As Mary surely hadn’t foreseen the path her son would have to travel, Heather could not know the future of this child she held. All she could hold onto was the moment.
Hope you enjoyed reading that. If you want to read more about Heather and Gideon, you can download the ebook versiona for the low price of 99 cents for a few days from Kobo. You can check other sites too, but before you download, doublecheck that you are getting the sale price. The Kobo special is only going to last for a few days. So, grab it quick and you can read about Heather and her baby and Gideon taking part in one of the last Civil War battles.
And again, Merry Christmas. Thank you so much for reading my stories and my words here.
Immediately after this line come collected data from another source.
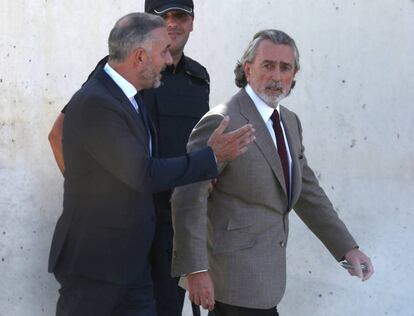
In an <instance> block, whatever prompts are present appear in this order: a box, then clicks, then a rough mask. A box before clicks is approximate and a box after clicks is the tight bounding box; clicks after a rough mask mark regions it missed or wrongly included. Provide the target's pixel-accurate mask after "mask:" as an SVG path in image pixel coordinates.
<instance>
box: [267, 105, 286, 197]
mask: <svg viewBox="0 0 414 316" xmlns="http://www.w3.org/2000/svg"><path fill="white" fill-rule="evenodd" d="M270 119H271V120H272V122H273V130H274V131H275V135H276V144H277V151H278V153H279V157H280V162H281V163H282V168H283V175H284V177H285V183H286V191H287V193H288V196H289V189H290V188H289V159H288V154H287V150H286V144H285V137H284V136H283V130H282V126H281V125H280V118H279V113H278V112H277V110H274V111H273V114H272V116H271V117H270Z"/></svg>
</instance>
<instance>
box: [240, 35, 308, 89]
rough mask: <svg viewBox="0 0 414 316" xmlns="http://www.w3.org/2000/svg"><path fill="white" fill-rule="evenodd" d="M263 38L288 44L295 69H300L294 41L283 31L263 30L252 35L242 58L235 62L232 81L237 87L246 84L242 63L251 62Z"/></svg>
mask: <svg viewBox="0 0 414 316" xmlns="http://www.w3.org/2000/svg"><path fill="white" fill-rule="evenodd" d="M264 40H269V41H271V42H272V43H274V44H278V45H288V46H290V47H291V48H292V49H293V54H294V56H295V70H296V71H298V70H299V69H300V64H299V51H298V48H297V47H296V43H295V41H294V40H293V39H292V38H291V37H290V36H289V35H287V34H286V33H285V32H282V31H279V30H263V31H260V32H258V33H256V34H255V35H254V36H253V39H252V40H251V42H250V43H249V45H248V46H247V49H246V51H245V52H244V54H243V56H242V58H241V59H240V60H239V61H238V62H237V64H236V68H235V69H234V74H235V75H236V77H235V79H234V81H235V82H236V86H238V87H239V88H244V87H245V86H246V85H247V78H246V74H245V73H244V69H243V66H244V64H245V63H251V62H253V60H254V58H255V57H256V53H257V48H258V47H259V44H260V43H261V42H262V41H264Z"/></svg>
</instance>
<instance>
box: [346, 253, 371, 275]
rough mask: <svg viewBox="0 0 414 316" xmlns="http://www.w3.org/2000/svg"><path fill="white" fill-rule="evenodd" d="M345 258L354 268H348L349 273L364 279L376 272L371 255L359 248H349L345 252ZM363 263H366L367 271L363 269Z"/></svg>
mask: <svg viewBox="0 0 414 316" xmlns="http://www.w3.org/2000/svg"><path fill="white" fill-rule="evenodd" d="M345 259H346V260H347V261H348V262H349V263H350V264H352V269H349V270H348V272H349V274H350V275H353V276H356V277H358V278H360V279H361V280H362V281H366V280H368V279H369V278H370V277H371V275H372V274H373V273H374V266H373V265H372V263H371V260H370V259H369V257H368V256H367V255H366V254H364V253H363V252H362V251H361V250H359V249H357V248H354V249H351V250H349V251H348V252H347V253H346V254H345ZM362 264H364V265H366V267H367V271H365V272H363V271H362V268H361V265H362Z"/></svg>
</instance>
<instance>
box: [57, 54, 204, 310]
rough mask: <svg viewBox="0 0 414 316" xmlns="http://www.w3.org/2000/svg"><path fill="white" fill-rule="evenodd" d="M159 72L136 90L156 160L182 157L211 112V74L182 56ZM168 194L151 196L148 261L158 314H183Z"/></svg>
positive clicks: (170, 191) (194, 61)
mask: <svg viewBox="0 0 414 316" xmlns="http://www.w3.org/2000/svg"><path fill="white" fill-rule="evenodd" d="M107 61H108V56H106V57H104V58H103V59H102V60H100V61H99V63H98V64H97V66H96V68H95V70H94V71H93V72H92V73H91V74H90V75H89V77H88V80H89V79H90V78H91V77H92V76H93V74H94V73H95V71H96V70H97V69H99V68H101V67H103V66H104V65H105V64H106V63H107ZM161 74H162V78H161V82H162V84H161V86H160V87H159V88H156V89H148V90H142V91H140V93H141V96H142V98H143V100H144V103H145V105H146V106H147V108H148V110H149V112H150V115H151V119H152V120H153V122H154V124H155V126H156V129H157V132H158V133H157V151H156V152H157V153H156V155H157V156H158V157H159V158H169V157H176V156H181V155H183V154H185V153H186V144H187V141H188V137H189V136H190V133H191V131H192V129H193V127H194V126H195V124H196V123H197V122H198V121H199V120H200V119H201V117H202V116H203V115H204V114H205V113H206V112H207V111H208V110H209V94H210V78H209V75H208V72H207V70H206V68H204V67H203V66H202V65H200V64H199V63H198V62H196V61H194V60H193V59H191V58H189V57H187V56H185V55H183V56H182V58H181V60H180V61H179V63H178V64H177V67H174V66H168V67H167V68H166V69H165V70H164V71H163V72H162V73H161ZM65 109H66V107H65V108H64V109H63V110H62V112H63V113H64V112H65ZM153 154H155V153H154V152H153ZM170 197H171V191H170V190H169V191H164V192H160V193H157V194H155V195H154V201H155V207H156V212H157V227H156V232H155V238H154V242H153V249H152V258H151V259H152V277H153V282H154V296H155V300H156V306H157V315H158V316H181V313H182V308H183V304H184V295H185V291H184V290H183V289H181V288H180V287H179V286H178V285H177V283H178V279H174V278H172V277H171V255H172V240H173V229H172V223H171V206H170V202H169V201H170ZM193 309H194V306H193Z"/></svg>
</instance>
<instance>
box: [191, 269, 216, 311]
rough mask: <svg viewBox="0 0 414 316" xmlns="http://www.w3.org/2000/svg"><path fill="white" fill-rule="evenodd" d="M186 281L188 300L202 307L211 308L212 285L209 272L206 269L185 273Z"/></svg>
mask: <svg viewBox="0 0 414 316" xmlns="http://www.w3.org/2000/svg"><path fill="white" fill-rule="evenodd" d="M187 283H188V295H189V297H190V300H191V301H192V302H193V303H194V304H196V305H201V306H203V308H204V309H208V310H209V311H211V310H213V309H214V302H215V299H214V286H213V281H212V280H211V277H210V274H209V273H208V272H207V271H205V272H196V273H191V274H189V275H187Z"/></svg>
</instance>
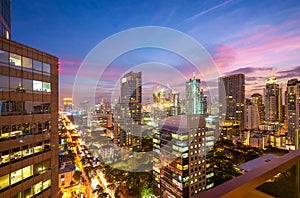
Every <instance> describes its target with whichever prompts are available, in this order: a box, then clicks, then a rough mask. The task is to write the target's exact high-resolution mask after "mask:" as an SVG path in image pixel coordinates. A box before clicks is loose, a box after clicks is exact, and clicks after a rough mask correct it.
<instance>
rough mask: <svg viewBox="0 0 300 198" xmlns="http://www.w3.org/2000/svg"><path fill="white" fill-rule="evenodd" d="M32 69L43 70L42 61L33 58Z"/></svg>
mask: <svg viewBox="0 0 300 198" xmlns="http://www.w3.org/2000/svg"><path fill="white" fill-rule="evenodd" d="M33 69H34V70H37V71H43V66H42V62H40V61H37V60H33Z"/></svg>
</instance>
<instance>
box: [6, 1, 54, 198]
mask: <svg viewBox="0 0 300 198" xmlns="http://www.w3.org/2000/svg"><path fill="white" fill-rule="evenodd" d="M3 2H10V1H1V4H2V5H3ZM2 12H3V11H2ZM57 70H58V58H57V57H55V56H52V55H50V54H47V53H45V52H42V51H38V50H36V49H33V48H30V47H28V46H25V45H22V44H20V43H17V42H14V41H11V40H7V39H5V38H3V37H2V38H0V197H50V196H51V197H52V196H53V197H55V195H57V192H58V184H57V180H58V131H57V130H58V123H57V122H58V72H57Z"/></svg>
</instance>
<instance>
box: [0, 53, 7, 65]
mask: <svg viewBox="0 0 300 198" xmlns="http://www.w3.org/2000/svg"><path fill="white" fill-rule="evenodd" d="M0 62H1V63H6V64H8V52H6V51H3V50H0Z"/></svg>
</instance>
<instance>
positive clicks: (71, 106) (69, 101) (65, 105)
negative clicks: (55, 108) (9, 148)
mask: <svg viewBox="0 0 300 198" xmlns="http://www.w3.org/2000/svg"><path fill="white" fill-rule="evenodd" d="M72 110H73V100H72V98H64V112H69V113H70V112H72Z"/></svg>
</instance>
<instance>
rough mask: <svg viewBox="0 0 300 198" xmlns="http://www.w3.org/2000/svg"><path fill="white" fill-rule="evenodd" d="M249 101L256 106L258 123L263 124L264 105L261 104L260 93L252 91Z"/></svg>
mask: <svg viewBox="0 0 300 198" xmlns="http://www.w3.org/2000/svg"><path fill="white" fill-rule="evenodd" d="M250 101H251V102H252V103H253V104H255V105H256V106H257V108H258V114H259V124H263V123H264V121H265V106H264V104H263V100H262V95H261V94H259V93H254V94H252V95H251V98H250Z"/></svg>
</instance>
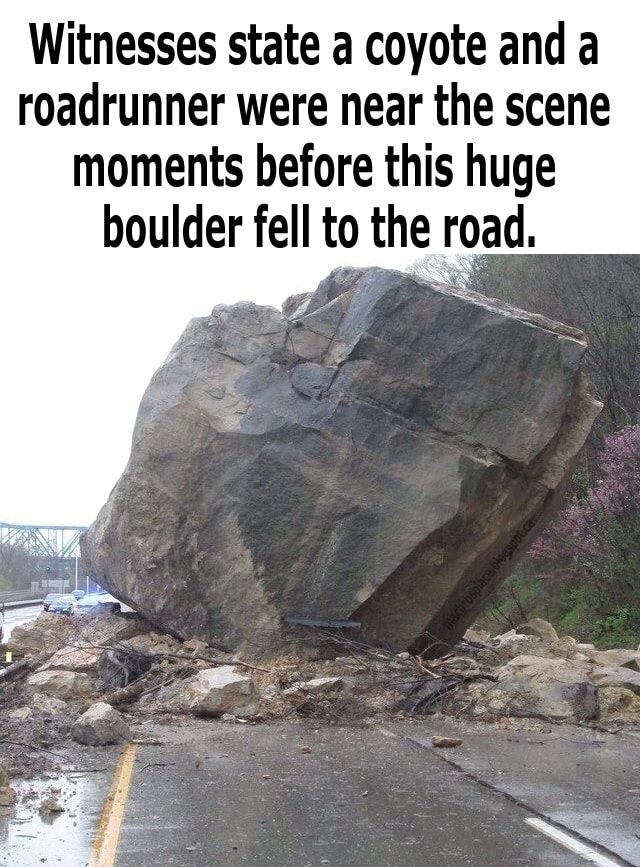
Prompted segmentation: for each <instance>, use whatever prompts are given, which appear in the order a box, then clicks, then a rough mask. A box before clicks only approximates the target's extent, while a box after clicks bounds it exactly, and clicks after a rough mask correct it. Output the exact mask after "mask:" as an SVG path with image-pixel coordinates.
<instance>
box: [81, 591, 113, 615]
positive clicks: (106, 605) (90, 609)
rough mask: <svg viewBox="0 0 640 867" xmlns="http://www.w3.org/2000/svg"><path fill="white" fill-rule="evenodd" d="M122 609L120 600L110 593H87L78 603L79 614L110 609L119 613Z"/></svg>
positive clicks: (83, 596)
mask: <svg viewBox="0 0 640 867" xmlns="http://www.w3.org/2000/svg"><path fill="white" fill-rule="evenodd" d="M120 609H121V605H120V602H119V601H118V600H117V599H116V598H115V596H112V595H111V594H110V593H86V594H85V595H84V596H83V597H82V599H78V601H77V603H76V613H77V614H87V613H88V612H90V611H91V612H92V613H93V612H99V611H110V612H111V613H112V614H118V613H119V611H120Z"/></svg>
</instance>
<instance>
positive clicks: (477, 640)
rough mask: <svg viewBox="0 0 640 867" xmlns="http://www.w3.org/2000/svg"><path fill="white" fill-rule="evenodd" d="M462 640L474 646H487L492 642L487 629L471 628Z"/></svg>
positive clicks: (464, 636)
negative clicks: (487, 645)
mask: <svg viewBox="0 0 640 867" xmlns="http://www.w3.org/2000/svg"><path fill="white" fill-rule="evenodd" d="M462 638H463V640H464V641H469V642H471V643H472V644H486V643H487V642H488V641H490V640H491V633H490V632H488V631H487V630H486V629H480V628H478V627H475V626H470V627H469V629H467V631H466V632H465V634H464V635H463V636H462Z"/></svg>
You all are the best.



Comments 10
Love the sound of this book Merry Christmas and Happy New Year
Author
Great, Sarah. Hope you’ll give it a read sometime. And thanks for the seasonal wishes. I hope you had a blessed Christmas and that the New Year will bring many more blessings your way.
Must read more !
Author
Now that’s the kind of comment I like to read, Lora. Hope you do have a chance to read the rest of the story soon. The sale came and went in a flash of three days, but the ebook is pretty cheap even at the regular price.
Merry Christmas!!!!
Author
Merry Christmas a few days late to you too, Trudy. Wishing you joy in the New Year.
Thanks for sharing this, Ann. I read this book a few years ago, but this excerpt is definitely worth another read.
My Christmas Eve grandbabies turned 18 this year. They’re growing up far too fast. It seems like no time at all since I waited outside those hospital doors, waiting to hear those precious first cries.
I hope your Christmas has been a blessing this year, with many more in the New Year.
Author
You turn around twice and those grandbabies are graduating from high school or college, Lavon. But how wonderful to have such a blessed gift on Christmas Eve. Glad you enjoyed reading the excerpt and as always, thanks for reading my stories. I wish you many blessings coming your way in 2026.
Have a Blessed Christmas and New Year
Author
Thank you, Sharon. Christmas was good with most of my kids and grandkids and families here. I hope you had a good Christmas too and that you will have a 2026 overflowing with blessings.